What is the desired output data structure? An associative array of dynamic arrays? Or is a dynamic arrays of dynamic arrays of 2-tuples enough?

There are various ways to solve your problem.

Related:
https://d.puremagic.com/issues/show_bug.cgi?id=5968
https://d.puremagic.com/issues/show_bug.cgi?id=9842

Bye,
bearophile
March 21, 2014
On Friday, 21 March 2014 at 15:38:23 UTC, bearophile wrote:
>>    Output: (aggregated and sorted on length)
>>    -------
>>    B -> [foo, bar, big]
>>    C -> [ble]
>>    A -> [begga]
>
> What is the desired output data structure? An associative array of dynamic arrays? Or is a dynamic arrays of dynamic arrays of 2-tuples enough?

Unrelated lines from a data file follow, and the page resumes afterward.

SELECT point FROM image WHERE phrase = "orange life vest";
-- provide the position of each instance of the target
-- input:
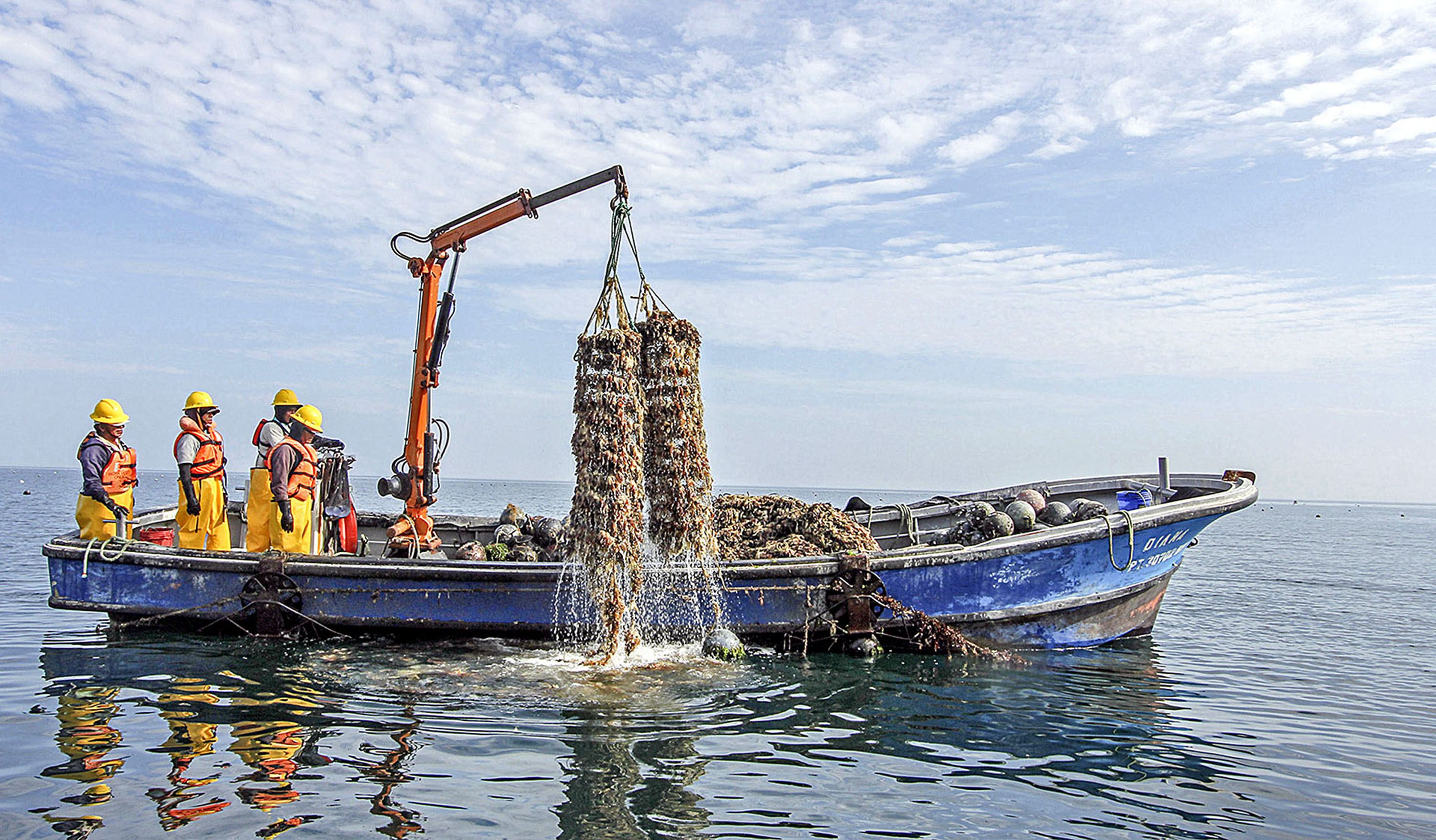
(120, 471)
(209, 461)
(305, 474)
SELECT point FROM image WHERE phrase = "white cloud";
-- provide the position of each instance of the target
(965, 151)
(1056, 311)
(750, 134)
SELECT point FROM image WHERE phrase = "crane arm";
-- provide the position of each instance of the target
(415, 473)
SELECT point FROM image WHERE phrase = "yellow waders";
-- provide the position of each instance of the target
(298, 540)
(258, 507)
(210, 529)
(91, 516)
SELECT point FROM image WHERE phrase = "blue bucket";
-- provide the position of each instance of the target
(1133, 499)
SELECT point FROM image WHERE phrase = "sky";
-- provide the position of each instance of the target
(928, 246)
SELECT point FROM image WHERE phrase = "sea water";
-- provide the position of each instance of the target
(1287, 691)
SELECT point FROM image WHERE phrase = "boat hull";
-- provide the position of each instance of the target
(1073, 586)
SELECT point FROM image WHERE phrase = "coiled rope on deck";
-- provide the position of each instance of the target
(1132, 542)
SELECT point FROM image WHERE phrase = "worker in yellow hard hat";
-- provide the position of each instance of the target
(293, 466)
(202, 519)
(110, 474)
(268, 436)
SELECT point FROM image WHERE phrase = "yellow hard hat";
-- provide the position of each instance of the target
(200, 400)
(108, 411)
(309, 415)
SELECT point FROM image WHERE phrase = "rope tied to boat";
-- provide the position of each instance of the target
(909, 523)
(1132, 542)
(90, 546)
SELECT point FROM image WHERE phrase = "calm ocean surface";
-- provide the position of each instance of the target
(1289, 691)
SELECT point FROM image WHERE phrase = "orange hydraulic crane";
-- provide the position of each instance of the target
(415, 473)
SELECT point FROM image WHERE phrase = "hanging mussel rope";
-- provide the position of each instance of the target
(606, 522)
(675, 448)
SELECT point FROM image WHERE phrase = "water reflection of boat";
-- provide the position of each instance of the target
(1076, 585)
(652, 751)
(624, 783)
(275, 718)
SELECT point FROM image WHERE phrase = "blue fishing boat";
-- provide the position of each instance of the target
(1075, 585)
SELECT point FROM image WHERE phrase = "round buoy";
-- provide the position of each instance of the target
(1023, 516)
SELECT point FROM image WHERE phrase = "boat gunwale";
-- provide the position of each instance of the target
(1237, 496)
(1000, 615)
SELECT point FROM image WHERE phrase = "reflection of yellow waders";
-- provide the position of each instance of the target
(91, 516)
(258, 507)
(210, 529)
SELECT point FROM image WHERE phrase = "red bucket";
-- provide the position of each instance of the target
(157, 536)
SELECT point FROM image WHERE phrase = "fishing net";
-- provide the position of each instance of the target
(606, 520)
(754, 527)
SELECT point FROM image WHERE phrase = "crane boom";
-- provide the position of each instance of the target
(415, 473)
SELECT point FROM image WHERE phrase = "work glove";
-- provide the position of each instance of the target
(191, 499)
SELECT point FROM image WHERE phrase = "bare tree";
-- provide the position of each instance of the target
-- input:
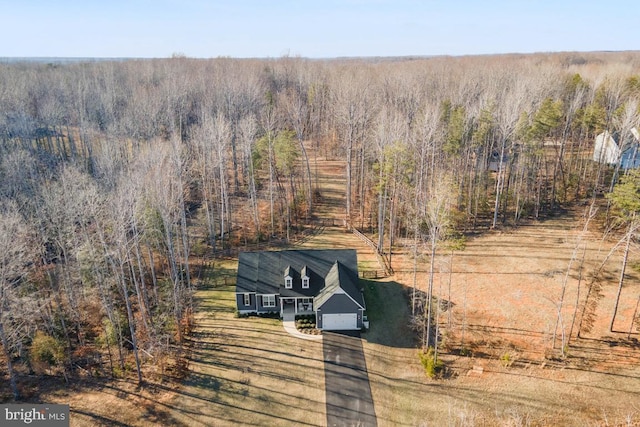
(14, 250)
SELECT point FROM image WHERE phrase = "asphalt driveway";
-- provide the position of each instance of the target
(348, 392)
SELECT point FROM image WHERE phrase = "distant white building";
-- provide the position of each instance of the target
(626, 153)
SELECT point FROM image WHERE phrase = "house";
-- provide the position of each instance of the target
(608, 150)
(319, 282)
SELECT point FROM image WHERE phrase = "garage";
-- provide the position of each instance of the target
(340, 321)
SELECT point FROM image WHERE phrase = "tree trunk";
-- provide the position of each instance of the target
(12, 374)
(622, 272)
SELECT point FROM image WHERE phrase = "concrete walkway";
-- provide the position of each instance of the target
(289, 323)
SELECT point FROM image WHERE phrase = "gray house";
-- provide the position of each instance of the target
(320, 282)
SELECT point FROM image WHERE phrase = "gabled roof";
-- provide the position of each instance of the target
(263, 272)
(339, 278)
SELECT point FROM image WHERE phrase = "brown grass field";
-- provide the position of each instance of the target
(504, 289)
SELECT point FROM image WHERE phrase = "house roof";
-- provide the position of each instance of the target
(263, 272)
(338, 278)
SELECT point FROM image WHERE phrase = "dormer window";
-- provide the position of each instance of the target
(305, 277)
(288, 278)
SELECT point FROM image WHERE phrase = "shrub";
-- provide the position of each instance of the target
(431, 365)
(506, 359)
(46, 351)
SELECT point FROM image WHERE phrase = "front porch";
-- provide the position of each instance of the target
(293, 306)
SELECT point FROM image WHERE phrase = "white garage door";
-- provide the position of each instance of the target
(340, 322)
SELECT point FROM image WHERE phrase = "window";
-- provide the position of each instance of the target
(269, 300)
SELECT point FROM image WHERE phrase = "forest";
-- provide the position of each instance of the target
(106, 166)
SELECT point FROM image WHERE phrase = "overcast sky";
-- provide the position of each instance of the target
(313, 28)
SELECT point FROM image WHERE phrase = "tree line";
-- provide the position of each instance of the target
(105, 167)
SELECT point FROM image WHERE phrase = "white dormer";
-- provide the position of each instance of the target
(305, 278)
(288, 279)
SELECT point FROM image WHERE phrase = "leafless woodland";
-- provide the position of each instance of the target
(106, 167)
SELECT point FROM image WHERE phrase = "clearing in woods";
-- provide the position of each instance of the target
(504, 290)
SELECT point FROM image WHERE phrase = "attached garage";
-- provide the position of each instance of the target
(340, 321)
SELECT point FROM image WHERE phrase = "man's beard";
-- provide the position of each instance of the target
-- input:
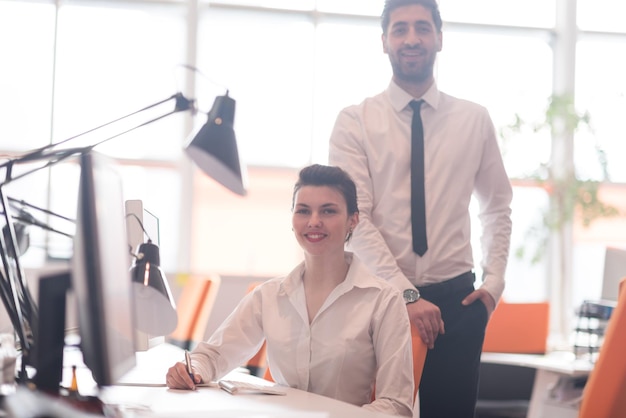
(420, 75)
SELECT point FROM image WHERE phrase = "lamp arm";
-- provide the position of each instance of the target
(182, 103)
(37, 208)
(14, 285)
(46, 152)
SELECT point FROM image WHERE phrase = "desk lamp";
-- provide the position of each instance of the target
(213, 149)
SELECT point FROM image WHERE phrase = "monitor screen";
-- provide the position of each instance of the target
(614, 272)
(100, 272)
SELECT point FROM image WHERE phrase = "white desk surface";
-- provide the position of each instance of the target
(559, 362)
(156, 400)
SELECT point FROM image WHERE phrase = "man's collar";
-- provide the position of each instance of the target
(400, 98)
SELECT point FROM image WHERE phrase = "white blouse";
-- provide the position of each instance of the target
(360, 336)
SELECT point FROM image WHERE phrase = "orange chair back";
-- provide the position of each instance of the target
(194, 307)
(258, 361)
(518, 328)
(604, 394)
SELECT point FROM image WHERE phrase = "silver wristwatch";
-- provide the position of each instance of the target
(411, 295)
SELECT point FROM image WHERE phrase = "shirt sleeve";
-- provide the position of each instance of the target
(346, 151)
(494, 193)
(235, 341)
(392, 344)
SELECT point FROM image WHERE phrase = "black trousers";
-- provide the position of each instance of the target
(449, 384)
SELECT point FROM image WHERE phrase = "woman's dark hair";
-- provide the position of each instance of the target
(331, 176)
(391, 5)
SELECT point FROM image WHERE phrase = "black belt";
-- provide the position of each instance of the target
(460, 282)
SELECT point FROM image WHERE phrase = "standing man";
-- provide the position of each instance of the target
(432, 265)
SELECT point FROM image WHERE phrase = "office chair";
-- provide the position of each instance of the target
(259, 361)
(604, 394)
(194, 307)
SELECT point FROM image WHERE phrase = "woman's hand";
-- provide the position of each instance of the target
(178, 378)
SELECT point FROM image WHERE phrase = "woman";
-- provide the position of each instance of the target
(331, 327)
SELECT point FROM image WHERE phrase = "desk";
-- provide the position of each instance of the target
(550, 368)
(160, 402)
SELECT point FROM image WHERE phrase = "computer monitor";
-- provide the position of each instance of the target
(100, 272)
(99, 279)
(614, 272)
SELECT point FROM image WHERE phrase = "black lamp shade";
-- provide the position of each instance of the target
(214, 148)
(155, 310)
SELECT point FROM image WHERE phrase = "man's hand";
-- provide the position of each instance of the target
(427, 319)
(484, 296)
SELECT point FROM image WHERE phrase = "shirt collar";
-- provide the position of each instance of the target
(400, 99)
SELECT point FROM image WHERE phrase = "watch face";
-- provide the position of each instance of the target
(410, 295)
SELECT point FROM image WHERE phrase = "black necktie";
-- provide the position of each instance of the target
(418, 205)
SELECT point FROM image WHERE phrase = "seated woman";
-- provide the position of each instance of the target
(331, 327)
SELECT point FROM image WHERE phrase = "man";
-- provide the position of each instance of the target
(372, 141)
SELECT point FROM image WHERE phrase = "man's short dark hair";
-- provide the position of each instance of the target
(391, 5)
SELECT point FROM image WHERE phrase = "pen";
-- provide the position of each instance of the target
(188, 364)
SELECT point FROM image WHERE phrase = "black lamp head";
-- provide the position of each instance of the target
(214, 148)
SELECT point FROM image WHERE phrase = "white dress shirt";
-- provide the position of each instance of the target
(360, 336)
(372, 141)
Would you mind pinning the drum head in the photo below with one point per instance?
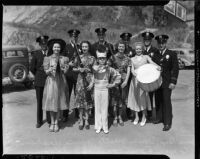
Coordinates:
(147, 73)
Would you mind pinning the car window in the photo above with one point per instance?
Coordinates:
(10, 54)
(3, 54)
(20, 53)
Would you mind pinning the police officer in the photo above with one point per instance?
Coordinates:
(71, 76)
(36, 67)
(126, 38)
(101, 33)
(155, 56)
(170, 71)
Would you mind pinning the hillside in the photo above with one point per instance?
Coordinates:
(22, 24)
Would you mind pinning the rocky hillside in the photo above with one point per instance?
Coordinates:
(22, 24)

I'm doing this for a D newbie, to teach him the range/algorithmic approach. The function he wrote to output the result of that transformation takes as an input an array of arrays (the latter), but he builds that input iteratively using an AA of arrays (the former). I asked him about that  mismatch and at the time he told me that "for now" he only needed the latter, suggesting he had other future plans where he might need the AA, but I'm not sure. So let's just say that the client is unclear on his requirements, which does happen in the real world anyway :-).

In any case, I think the hashGroupBy is what I was asking about :-). Neat. (did anyone actually implement it?)

I'm not sure how if "a dynamic arrays of dynamic arrays of 2-tuples" sufficed that would help with the intermediate step, if we wanted to avoid the sorting step. Did you have anything in particular in mind there?
March 21, 2014
Luís Marques:

> So let's just say that the client is unclear on his requirements, which does happen in the real world anyway :-).

Yes, it happens, But it's a problem, because often if you know what you need you can produce the results more efficiently :-)


> (did anyone actually implement it?)

Not yet.


> I'm not sure how if "a dynamic arrays of dynamic arrays of 2-tuples" sufficed that would help with the intermediate step, if we wanted to avoid the sorting step. Did you have anything in particular in mind there?

I think this problem needs a sorting or a hash. One possible solution, if you don't need an associative array as output, is to use a multiSort followed by a building of groups using slicing. It could be efficient enough. Later you search the keys with a some kind of binary search.

Bye,
bearophile
March 21, 2014
On Friday, 21 March 2014 at 16:04:45 UTC, bearophile wrote:
> I think this problem needs a sorting or a hash. One possible solution, if you don't need an associative array as output, is to use a multiSort followed by a building of groups using slicing. It could be efficient enough. Later you search the keys with a some kind of binary search.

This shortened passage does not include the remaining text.